De Moord op Olof Palme

Moord op Olof Palme: een inleiding

De moord op Olof Palme is de enige, formeel onopgeloste moord op een Europees toppoliticus in de twintigste eeuw. Het onderzoek werd in juni 2020 na 34 jaar officieel stopgezet, omdat de man die de Zweedse justitie als hoofdverdachte zag, overleden is. Een korte samenvatting van de gebeurtenissen op en na 28 februari 1986.

Olof Palme

Olof Palme in zijn jonge jaren. Foto: Folke Hellberg

Wat begon als een gewone, niet al te drukke werkdag, eindigde in een drama. De Zweedse premier Olof Palme startte vrijdag 28 februari 1986 met een partijtje tennis in de koninklijke tennishallen van Stockholm. Eenmaal op kantoor ontving hij onder meer de ambassadeur van Irak, een gesprek dat hem volgens collega’s slecht stemde. ‘s Middags werd hij voor het laatst geïnterviewd en gefotografeerd. Hij weigerde om voor het raam te poseren, schijnbaar omdat hij dat onveilig vond.

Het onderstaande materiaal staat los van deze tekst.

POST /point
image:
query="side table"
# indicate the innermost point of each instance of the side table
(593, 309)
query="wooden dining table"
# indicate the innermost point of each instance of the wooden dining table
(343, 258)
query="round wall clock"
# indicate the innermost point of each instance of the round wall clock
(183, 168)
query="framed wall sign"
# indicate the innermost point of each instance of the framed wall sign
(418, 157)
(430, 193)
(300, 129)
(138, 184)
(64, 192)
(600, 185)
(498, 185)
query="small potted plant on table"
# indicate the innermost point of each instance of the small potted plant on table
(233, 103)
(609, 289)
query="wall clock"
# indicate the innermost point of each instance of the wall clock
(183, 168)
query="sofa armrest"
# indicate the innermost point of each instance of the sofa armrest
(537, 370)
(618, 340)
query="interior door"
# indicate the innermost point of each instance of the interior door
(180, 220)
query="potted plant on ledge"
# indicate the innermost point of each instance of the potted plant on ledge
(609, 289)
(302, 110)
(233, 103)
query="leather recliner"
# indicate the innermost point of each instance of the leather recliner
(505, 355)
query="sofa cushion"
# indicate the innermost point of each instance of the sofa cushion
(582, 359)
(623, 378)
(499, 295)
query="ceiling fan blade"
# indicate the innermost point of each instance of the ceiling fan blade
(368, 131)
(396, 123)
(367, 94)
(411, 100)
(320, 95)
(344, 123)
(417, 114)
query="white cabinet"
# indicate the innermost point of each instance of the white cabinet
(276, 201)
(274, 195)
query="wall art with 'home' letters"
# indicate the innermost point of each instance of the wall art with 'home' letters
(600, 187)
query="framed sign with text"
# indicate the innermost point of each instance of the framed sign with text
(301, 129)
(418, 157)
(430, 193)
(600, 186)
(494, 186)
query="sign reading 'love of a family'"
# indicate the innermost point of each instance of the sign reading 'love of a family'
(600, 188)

Na zessen wandelde hij, zonder lijfwacht, naar huis. Met zijn vrouw Lisbeth besprak hij wat ze die vrije avond zouden doen. Ze besloten naar de bioscoop Grand te gaan die “Bröderna Mozart” vertoonde. Daar ontmoetten ze een van hun zonen, Mårten, en zijn vriendin. De film was kort na elven afgelopen.

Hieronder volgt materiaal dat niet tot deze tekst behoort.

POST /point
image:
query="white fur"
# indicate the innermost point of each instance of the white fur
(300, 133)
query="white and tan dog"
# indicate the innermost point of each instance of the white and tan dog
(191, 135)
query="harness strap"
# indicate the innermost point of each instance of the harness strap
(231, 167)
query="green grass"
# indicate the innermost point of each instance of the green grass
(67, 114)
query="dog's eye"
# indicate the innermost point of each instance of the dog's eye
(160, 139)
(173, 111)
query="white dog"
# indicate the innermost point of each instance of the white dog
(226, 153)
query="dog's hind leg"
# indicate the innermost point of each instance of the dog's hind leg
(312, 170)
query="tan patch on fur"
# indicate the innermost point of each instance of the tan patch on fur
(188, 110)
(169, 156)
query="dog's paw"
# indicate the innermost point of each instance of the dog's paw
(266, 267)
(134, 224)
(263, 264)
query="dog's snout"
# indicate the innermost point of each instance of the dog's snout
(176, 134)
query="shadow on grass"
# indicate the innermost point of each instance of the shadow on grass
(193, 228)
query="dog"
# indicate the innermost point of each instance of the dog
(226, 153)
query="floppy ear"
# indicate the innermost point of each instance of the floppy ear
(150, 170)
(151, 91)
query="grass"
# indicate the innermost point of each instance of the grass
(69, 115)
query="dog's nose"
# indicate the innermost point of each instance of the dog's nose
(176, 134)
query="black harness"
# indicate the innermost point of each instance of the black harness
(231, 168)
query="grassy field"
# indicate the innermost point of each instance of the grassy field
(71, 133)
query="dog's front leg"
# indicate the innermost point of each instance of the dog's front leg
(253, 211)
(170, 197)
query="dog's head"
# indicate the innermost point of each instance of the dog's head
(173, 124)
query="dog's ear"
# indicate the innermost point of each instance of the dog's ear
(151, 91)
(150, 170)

Hoewel het koud was en de premier zijn bodyguards al vroeg op de dag vrijaf had gegeven, besloten de Palmes wandelend naar huis te gaan. Op de hoek van de boulevard Sveavägen en de zijstraat Tunnelgatan dook, om 23.21 uur, een man achter ze op. Hij schoot de premier in de rug. Olof was op slag dood. Ook vuurde hij op Lisbeth, maar zij liep geen ernstige verwondingen op. De moordenaar verdween via een trap die een nabijgelegen heuvelrug op voert.

Rampzalig moordonderzoek

De moord verlamde Zweden. De politie was niet voorbereid op een misdrijf als dit. De moordenaar kreeg alle ruimte om zich uit de voeten te maken. Meer dan twintig mensen zagen (een deel van) de gebeurtenissen, maar niemand kon een duidelijk signalement van de dader geven.

Moord op Olof Palme

De plaats van de moord, met de bloedplas. Foto: Rijkspolitie Zweden

Uit getuigenverklaringen kwam wel naar voren dat bij de Grand-bioscoop een mysterieuze man had rondgehangen die een opvallende belangstelling had voor Palme en die zich vanwege het gebrek aan lijfwachten ongehinderd kon bewegen. Deze zogenoemde Grandman werd als mogelijke dader gezien. Het was echter onzeker of hij de Palmes tot aan de plaats van de moord was gevolgd.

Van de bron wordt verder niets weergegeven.